Sound behavior-equivalence verification for refactors, using your own tests for inputs

These details have not been verified by PyPI

Project links

Homepage

Project description

Selfsame

Sound behavior-equivalence verification for refactors. Selfsame checks that a refactor didn't change behavior, using your project's own tests for inputs: it captures real call arguments while your tests (or app) run, replays both versions of the code in isolated subprocesses, and compares the results structurally.

Guarantee: zero false confidence. Selfsame never reports equivalent when behavior actually differs, or divergent when it doesn't. When it can't be sure, it refuses (unverifiable / unsupported) rather than guess.

Install

pip install selfsame        # or: pipx install selfsame  ·  uv tool install selfsame

Pure standard library — no runtime dependencies. Installs the selfsame command (probe is a kept alias).

Quickstart

# Did my working-tree refactor change behavior vs main? (inputs come from your tests)
selfsame verify --base main --modules mypkg -- pytest -q

# CI mode: only the functions changed in this PR; non-zero exit if any diverged
selfsame verify --base main --modules mypkg --changed-only -- pytest -q

Commands

command	what it does
`selfsame verify`	capture inputs from your tests, replay base vs head, per-function/method verdict (+ CI exit code)
`selfsame check`	generate inputs and check two files or two git refs
`selfsame capture`	record real call arguments from any test or app command
`selfsame replay`	replay captured arguments across two git refs
`selfsame attach`	on-demand capture flush from a running, hook-enabled process
`selfsame demo`	run the built-in corpus end-to-end

Each verdict is one of: equivalent (trustworthy pass), divergent (shows the input + before→after), unverifiable (nondeterministic / uncontrolled I/O — with cause), or unsupported (no input strategy). Everything also works as python -m probe.<cmd>.

Project

Contributing: CONTRIBUTING.md · Releasing: RELEASING.md
Changelog: CHANGELOG.md · Security: SECURITY.md
Design rationale & validation: experiments/FINDINGS.md
License: MIT

How it works (the demo)

selfsame demo        # or: python3 run_probe.py

The demo runs the engine against a hand-built corpus (units/). It's pure stdlib and re-execs once to fix PYTHONHASHSEED=0 so hash/set ordering is controlled for the whole run.

Check a real refactor

The demo above runs the engine against a hand-built corpus. To point it at actual code — two versions of a module — use probe.check. It extracts the top-level functions present in both versions, pairs the ones whose signatures are unchanged, and checks each in an isolated subprocess:

# two files on disk
python3 -m probe.check before.py after.py

# two git refs + a path in the repo
python3 -m probe.check --git main HEAD app/calc.py

Try it on the bundled example (an equivalent refactor, one real bug, an entropy-using function, an unannotated function, and a signature change):

python3 -m probe.check examples/calc_before.py examples/calc_after.py

Each matched function gets one verdict: equivalent (trustworthy pass), divergent (shows the input + before→after), unverifiable (nondeterministic, with cause), or unsupported (no input-generation strategy for its types). The command exits non-zero when any divergence is caught, so it can gate CI. This is the narrow-but-real slice: it works today on deterministic functions with type-hinted, generatable parameters — not yet on stateful classes, I/O against live systems, or cross-file refactors.

Verify a refactor with the repo's own tests (the main path)

probe.check generates inputs, which fails on real code that is untyped or in a package (see experiments/FINDINGS.md). The capture-replay path instead records real arguments from an existing test run and replays both versions, loaded package-aware from git worktrees.
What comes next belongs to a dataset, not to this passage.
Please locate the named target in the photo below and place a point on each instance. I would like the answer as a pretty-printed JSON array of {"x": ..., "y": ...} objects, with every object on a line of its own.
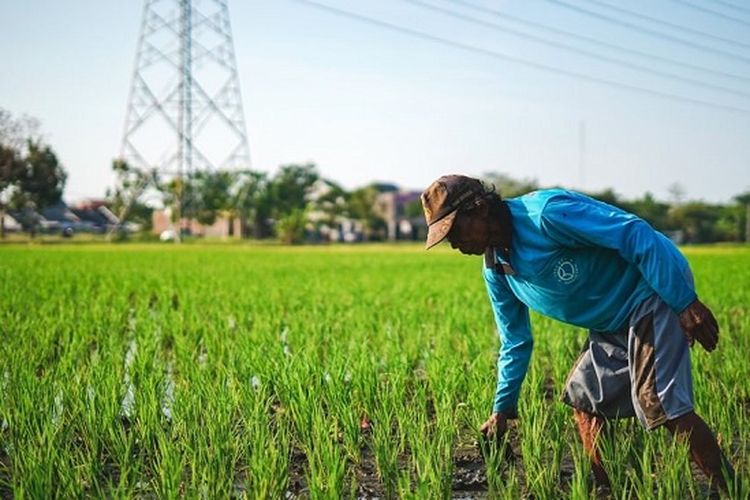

No type hints required; relative imports work; methods on classes are supported (the receiver self is captured and rebuilt against each version).

One command — run it from the repo root:

# "did my working-tree refactor change behavior vs main?"
python3 -m probe.verify --base main --modules mypkg -- pytest -q

# any test runner works (capture is injected into every spawned process)
python3 -m probe.verify --base v1.2 --head HEAD --modules mypkg -- python -m unittest

It captures inputs while the tests run, replays both versions, prints a per-function/method verdict, and exits non-zero if any divergence is caught (drop it in CI). --head defaults to your current working tree.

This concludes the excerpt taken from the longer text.